Set in the twilight of the Edwardian age, "The Book of Life" is the story of Francis Froxwell, an orphan caught between his mother's family, kind but common, and his father's family, the proud and wealthy Froxwells. Aged ten, Francis goes to live with the Froxwells and becomes fascinated with his grandfather's ledger, the 'Book of Life', in which each family member's prospective inheritance is recorded. Francis begins to dream of his future, when he will be a rich and powerful baronet ... As Francis comes to terms with his emerging adolescence and developing identity, he is drawn to two his kind Uncle Demetrius, the 'black sheep' of the family, and Jimmy Waring, an ex-schoolmaster dismissed for his inappropriate conduct with young boys. Francis will unwittingly get caught up in a chain of events involving sex, scandal, intrigue, and blackmail, and which will ultimately lead to tragedy . . . and the elimination of at least one name from the 'Book of Life'. By turns nostalgic, ironic, tragic, and darkly comical, "The Book of Life" is the crowning achievement of C.H.B. Kitchin (1895-1967). Although widely praised by critics on its initial release in 1960, "The Book of Life" disappointed Kitchin by failing to succeed commercially. Readers of this new edition, which features a new foreword by Kitchin's close friend and literary executor Francis King, will delight in rediscovering this lost masterpiece of 20th century British fiction. '[A] work of fine craftsmanship, smooth as silk and as subtle in its gradations of light and shade.... [A]n exciting story as well as an evocation of feeling, time, and place which completely fascinates. The author plays the reader with an expertise to which one can only surrender with the utmost pleasure.' - "Scotsman" One must admire the perfectly done thing, and this . . . is the best thing of its kind since L. P. Hartley's "The Go-Between."' - "Vogue"
Author

C.H.B. (Clifford Henry Benn) Kitchin was born in Yorkshire in 1895. He attended Exeter College, Oxford, and published his first book, a collection of poems, in 1919. His first novel, Streamers Waving, appeared in 1925, and he scored his first success with the mystery novel Death of My Aunt (1929), which has been frequently reprinted and translated into a number of foreign languages. Kitchin was a man of many interests and talents, being called to the bar in 1924 and later amassing a small fortune in the stock market. He was also, at various times, a farmer and a schoolmaster, and his many talents included playing the piano, chess, and bridge. He was also an avid collector of antiques and objets d'art. Kitchin was a lifelong friend of L. P. Hartley, with whose works Kitchin’s were often compared, and was also a friend and mentor to Francis King, who later acted as Kitchin’s literary executor.
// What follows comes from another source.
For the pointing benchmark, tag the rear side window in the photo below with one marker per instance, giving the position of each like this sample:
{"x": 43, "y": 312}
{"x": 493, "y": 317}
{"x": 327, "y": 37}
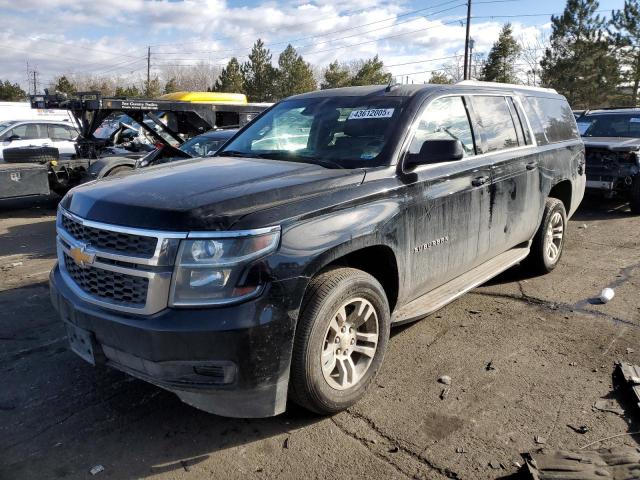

In his introduction to the Valancourt edition of Kitchin’s The Book of Life, King recalls meeting Kitchin after the two wrote fan letters to one another in 1958 that crossed in the mail: King had written in praise of Ten Pollitt Place, while Kitchin’s letter had expressed admiration for the younger novelist’s The Man on the Rock (1957). King wrote, ‘[B]y the time that I met him, his fate was that of many elderly, once famous writers in England. Instead of lead reviews, he now got two or three paragraphs at the bottom of a page. Increasingly critics would apply the dread word “veteran” to him, much to his annoyance.’ This frustration is echoed in his novel Ten Pollitt Place, where Kitchin portrays himself in the character of the aging novelist Justin Bray. Kitchin, who was gay, lived with his partner Clive Preen, an accountant, from 1930 until Preen’s death in 1944. C.H.B. Kitchin died in 1967.